By: ALEX WOOD
Glancing around school classrooms in 2016, it’s easy to miss just how far technology has transformed learning over the last decade. The desks, whiteboards and rows of chairs are the same, but so much else has changed that can’t be seen.
A third of Britain’s schools are asking students to bring their own tablets and laptops into the classroom now, coding has been on the national curriculum for three years, and more and more education is happening outside school through apps and digital services.
But these changes are just the start. Artificial intelligence (AI) is the next giant leap in learning and, according to those working in the field of education and technology, we haven’t seen anything yet.
“Some technologies in the field of education have had the potential, but not the ability, to deliver or transform,” says Ian Fordham, chief executive of Edtech UK, the strategic body for education technology in Britain.
“The recent developments in AI and machine-learning are a major exception with the potential to revolutionise how young people learn, teachers and tutors teach, and how society drives forward learning in the future.”
“The sheer wave of investment and energy being poured into AI is undeniable and on par with mankind’s greatest endeavours – and now it’s coming into the classroom”
If you don’t think AI is poised to change your world, maybe you haven’t spotted the signs. It’s not just Apple’s Siri getting better at telling jokes or ordering you a taxi, AI is recommending what you should buy on Amazon, listen to on Spotify and even writing the news articles you read (but not this one).
Benefit to humanity
Last year a group of the most respected tech entrepreneurs, including Tesla’s Elon Musk and PayPal’s Peter Thiel, pledged $1 billion to the creation of OpenAI, a non-profit “friendly” AI to benefit all humanity.
This year Google’s DeepMind took on and beat the best human Go player in the world, and Facebook launched a virtual assistant, powered by AI, called M.
The sheer wave of investment and energy being poured into AI is undeniable and on par with mankind’s greatest endeavours – and now it’s coming into the classroom. First, forget any notion of robotic teachers. In fact, human teachers will be vitally important in rolling out and developing AI in education.
“AI will not replace tutors, it will support them and it will guide them to be better teachers,” says Tom Hooper, founder of Third Space Learning.
Third Space began in 2012 by providing one-to-one maths tutoring over the internet by connecting children with teachers around the world. Since starting, nearly 350 UK schools have enrolled 6,000 struggling students on to Third Space.
And the real magic is what Mr Hooper and his team are doing next. “We record every session that we deliver, thousands of hours of teaching and learning every week – a huge quantity of data on human interactions,” he says.

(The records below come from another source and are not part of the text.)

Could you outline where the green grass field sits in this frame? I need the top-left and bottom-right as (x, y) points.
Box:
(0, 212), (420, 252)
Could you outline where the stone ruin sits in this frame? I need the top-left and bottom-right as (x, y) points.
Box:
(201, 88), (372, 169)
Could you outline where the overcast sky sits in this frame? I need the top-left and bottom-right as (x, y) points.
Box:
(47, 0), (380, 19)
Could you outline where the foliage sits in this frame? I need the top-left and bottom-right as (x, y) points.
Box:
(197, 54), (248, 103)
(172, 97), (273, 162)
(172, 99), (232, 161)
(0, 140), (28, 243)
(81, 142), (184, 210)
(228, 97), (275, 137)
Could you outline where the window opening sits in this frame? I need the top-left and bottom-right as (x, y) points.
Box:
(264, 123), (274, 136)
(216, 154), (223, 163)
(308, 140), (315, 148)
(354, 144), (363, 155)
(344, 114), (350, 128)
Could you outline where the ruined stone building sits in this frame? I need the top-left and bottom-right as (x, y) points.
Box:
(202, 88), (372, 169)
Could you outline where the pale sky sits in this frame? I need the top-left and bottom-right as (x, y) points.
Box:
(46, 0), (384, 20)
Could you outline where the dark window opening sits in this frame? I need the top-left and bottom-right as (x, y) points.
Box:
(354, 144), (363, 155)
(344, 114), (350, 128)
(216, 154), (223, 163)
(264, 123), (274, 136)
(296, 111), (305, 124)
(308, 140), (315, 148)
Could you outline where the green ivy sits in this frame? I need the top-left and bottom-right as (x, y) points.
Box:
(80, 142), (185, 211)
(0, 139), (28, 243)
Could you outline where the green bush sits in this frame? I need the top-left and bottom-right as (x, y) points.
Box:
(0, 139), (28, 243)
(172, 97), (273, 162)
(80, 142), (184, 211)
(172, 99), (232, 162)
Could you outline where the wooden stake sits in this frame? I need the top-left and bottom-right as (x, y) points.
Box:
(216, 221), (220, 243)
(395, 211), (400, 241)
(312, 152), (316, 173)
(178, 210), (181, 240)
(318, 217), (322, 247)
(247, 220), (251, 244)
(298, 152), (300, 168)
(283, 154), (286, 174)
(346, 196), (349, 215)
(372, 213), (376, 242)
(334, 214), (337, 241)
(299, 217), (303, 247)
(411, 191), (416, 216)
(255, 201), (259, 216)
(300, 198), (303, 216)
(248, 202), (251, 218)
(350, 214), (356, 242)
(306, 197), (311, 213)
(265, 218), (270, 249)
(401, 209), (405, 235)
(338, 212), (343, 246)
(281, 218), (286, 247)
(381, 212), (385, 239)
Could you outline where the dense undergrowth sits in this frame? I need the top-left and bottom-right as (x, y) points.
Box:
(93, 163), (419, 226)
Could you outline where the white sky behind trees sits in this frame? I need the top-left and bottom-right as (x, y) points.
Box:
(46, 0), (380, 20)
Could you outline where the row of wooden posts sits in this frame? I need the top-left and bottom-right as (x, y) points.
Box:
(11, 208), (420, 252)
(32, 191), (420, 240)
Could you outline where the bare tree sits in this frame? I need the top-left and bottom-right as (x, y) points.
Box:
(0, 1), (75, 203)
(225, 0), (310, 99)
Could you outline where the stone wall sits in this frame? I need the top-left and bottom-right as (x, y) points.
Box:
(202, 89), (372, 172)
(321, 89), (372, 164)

“About 12 months ago we started a research project with University College London looking at what patterns there are around positive teaching outcomes and how we can optimise teaching interactions to promote best practice.”

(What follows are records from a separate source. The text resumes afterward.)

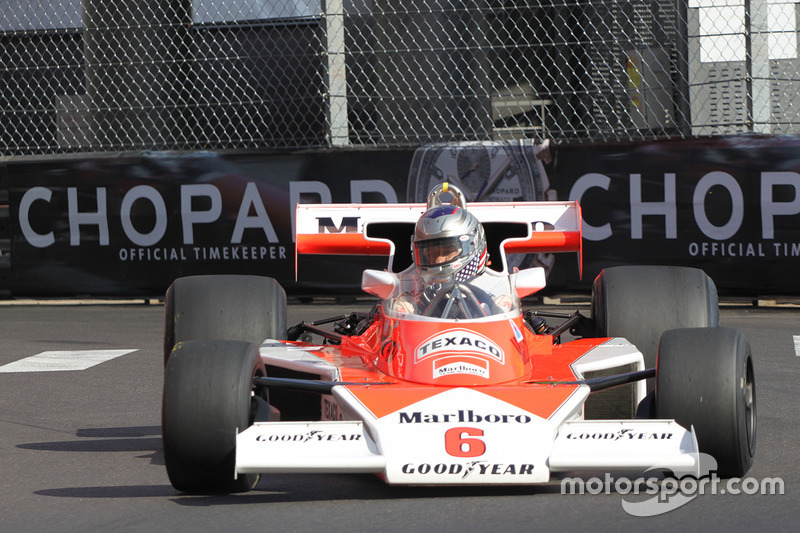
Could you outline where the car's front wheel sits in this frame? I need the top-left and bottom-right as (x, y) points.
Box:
(655, 328), (756, 477)
(161, 340), (266, 493)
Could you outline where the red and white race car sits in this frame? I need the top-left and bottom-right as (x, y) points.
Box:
(162, 186), (756, 493)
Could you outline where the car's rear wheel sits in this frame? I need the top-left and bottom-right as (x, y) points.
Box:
(655, 328), (756, 477)
(161, 340), (266, 493)
(585, 266), (719, 418)
(164, 275), (286, 365)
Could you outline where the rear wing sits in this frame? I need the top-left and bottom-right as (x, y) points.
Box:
(295, 202), (583, 275)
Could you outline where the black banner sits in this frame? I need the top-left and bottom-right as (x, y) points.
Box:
(5, 137), (800, 296)
(549, 136), (800, 295)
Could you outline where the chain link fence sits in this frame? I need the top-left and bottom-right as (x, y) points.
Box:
(0, 0), (800, 155)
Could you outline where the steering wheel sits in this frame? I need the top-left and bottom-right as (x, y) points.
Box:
(422, 283), (488, 319)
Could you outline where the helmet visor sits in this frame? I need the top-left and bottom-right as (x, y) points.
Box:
(414, 236), (462, 267)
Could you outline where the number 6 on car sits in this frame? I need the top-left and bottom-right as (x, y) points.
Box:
(444, 427), (486, 457)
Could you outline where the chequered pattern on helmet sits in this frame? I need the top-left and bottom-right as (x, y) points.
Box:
(455, 248), (486, 283)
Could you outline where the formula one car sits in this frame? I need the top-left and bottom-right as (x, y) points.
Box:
(162, 187), (756, 493)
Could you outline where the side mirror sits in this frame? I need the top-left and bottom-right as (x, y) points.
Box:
(512, 267), (547, 298)
(361, 269), (400, 300)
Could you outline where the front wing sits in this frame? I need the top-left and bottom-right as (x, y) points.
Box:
(236, 376), (698, 485)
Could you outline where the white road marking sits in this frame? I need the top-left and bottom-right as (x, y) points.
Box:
(0, 350), (136, 373)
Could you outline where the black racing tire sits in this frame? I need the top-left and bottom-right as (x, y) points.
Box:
(655, 328), (757, 477)
(161, 340), (266, 494)
(164, 275), (287, 366)
(592, 266), (719, 382)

By boiling down teaching to this level, Third Space’s ultimate goal is to build a platform that can give real-time feedback to its online tutors and empower them to become even better educators.
Say a child misunderstands a core mathematical concept or a teacher accidentally skips something, the AI could alert the teacher to this problem before it becomes a bigger issue later in the child’s education.

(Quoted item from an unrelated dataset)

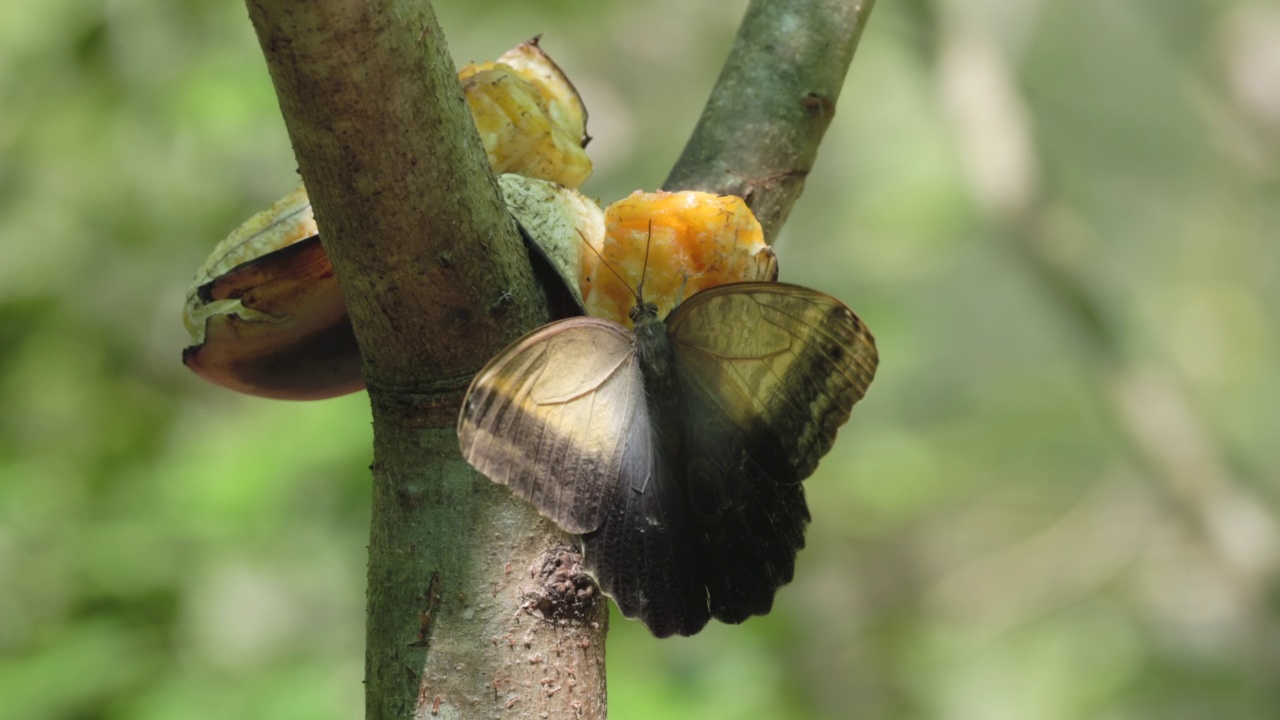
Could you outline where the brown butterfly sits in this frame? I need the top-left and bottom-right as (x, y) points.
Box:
(458, 265), (877, 637)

“If we can aim to shape the performance of the teacher – the teacher being the significant input into a child’s learning – then you’re creating something truly powerful,”
says Mr Hooper.
He imagines a world where every teacher, both in and outside the classroom, is guided by an AI that has itself been trained by the learnings from millions of lessons.
But why do we need AI in the classroom at all? Aren’t teachers doing a good job? For one, class sizes are growing. According to the Organisation for Economic Co-operation and Development, the UK now has an average classroom size of 26 pupils, compared with an international average of 21.
At the same time recent Department for Education statistics show that in England half a million primary school students are being taught in classes of 31 pupils or more.